Turtles are interesting animals that grow to various sizes, but all species have a body with a shell which varies in hardness accordingly. Some turtles, such as the aptly named Soft Shell variety, have shells that are more pliable and leatherier, while in others, like Snapping Turtles, the shell is much harder. Typically the shell is made of bone covered by hard plates or a leathery type of skin. Most commonly, when threatened, turtles retract their head and legs inside the shell for protection, but in some species this is not possible so they rely on their ability to deliver a very nasty bite when threatened. A snapping turtle, for instance, can certainly bite off a finger if provoked. Let’s take a further look at the behavior of these interesting animals.
There is some debate over the exact origins of the turtle shell and how and why it evolved. Some Swiss researchers postulate that the reason a shell evolved relates to prey capture, allowing the turtle to very quickly shoot the neck and head forwards in order to capture unsuspecting animals. The Swiss team studied a fossil, Platychelys oberndorferi, in which the neck bones showed that the turtle was likely able to pull its neck and head next to the side of the body. However, some other Platychelys species could pull the neck in vertically which led the researchers to theorize that the ability to retract the neck into the shell had evolved many times.
Since the turtle cannot move very fast, its best defense is obviously to hide from any possible threats. Of course, the shell is not a guarantee of absolute protection, as some predators are able to crack it open and feed on the flesh. Birds of prey often drop the turtles from a height in order to do this although only with those species that are of manageable size. While it may not be an ultimate form of safety from all threats hiding in their shell gives a sense of security to the animal in times of distress.
The evolution of a shell must be advantageous, since turtles have retained this feature through a considerable time, comprising some of the longest living creatures in existence! Likely the shell serves as an adaptation that assists the sit-and-wait type feeding where the turtle can, with head retracted, blend in quite well with the surroundings and then shoot the head out to capture prey, which do not see it.
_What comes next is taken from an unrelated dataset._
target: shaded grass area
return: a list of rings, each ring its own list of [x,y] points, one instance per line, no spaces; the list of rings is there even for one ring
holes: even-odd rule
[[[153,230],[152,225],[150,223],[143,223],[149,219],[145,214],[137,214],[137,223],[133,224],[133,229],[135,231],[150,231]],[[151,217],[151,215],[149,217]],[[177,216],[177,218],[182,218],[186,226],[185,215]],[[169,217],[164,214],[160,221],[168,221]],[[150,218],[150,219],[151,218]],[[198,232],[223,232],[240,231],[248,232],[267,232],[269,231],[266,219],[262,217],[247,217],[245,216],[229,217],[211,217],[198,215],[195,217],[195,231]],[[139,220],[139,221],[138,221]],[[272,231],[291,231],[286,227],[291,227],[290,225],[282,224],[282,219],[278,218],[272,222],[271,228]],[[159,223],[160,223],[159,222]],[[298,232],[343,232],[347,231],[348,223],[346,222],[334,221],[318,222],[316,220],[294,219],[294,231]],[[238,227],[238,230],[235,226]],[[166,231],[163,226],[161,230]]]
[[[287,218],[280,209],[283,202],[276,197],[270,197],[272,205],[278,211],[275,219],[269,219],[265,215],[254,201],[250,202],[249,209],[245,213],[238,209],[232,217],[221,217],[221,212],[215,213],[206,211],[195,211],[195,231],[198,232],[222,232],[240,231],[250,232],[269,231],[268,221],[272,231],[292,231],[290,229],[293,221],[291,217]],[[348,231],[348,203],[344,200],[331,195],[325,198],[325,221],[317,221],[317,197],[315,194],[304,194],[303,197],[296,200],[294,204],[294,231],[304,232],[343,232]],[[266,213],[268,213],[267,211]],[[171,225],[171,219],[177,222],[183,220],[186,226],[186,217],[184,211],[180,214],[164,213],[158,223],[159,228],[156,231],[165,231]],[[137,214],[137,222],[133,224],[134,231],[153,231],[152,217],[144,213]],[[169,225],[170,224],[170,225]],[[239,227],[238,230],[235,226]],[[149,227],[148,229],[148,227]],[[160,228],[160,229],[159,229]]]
However, as discussed, not all turtles can retract their head into the shell thus it is concluded by many that it certainly could have evolved as protection against predators or from physical injury in general, whilst helping the turtle blend in with the surroundings. In many environments, both freshwater and marine, algae growing on the shell will greatly assist in this process of camouflage, enabling the continued successful survival of one of the planet’s most beautiful and bizarre creatures.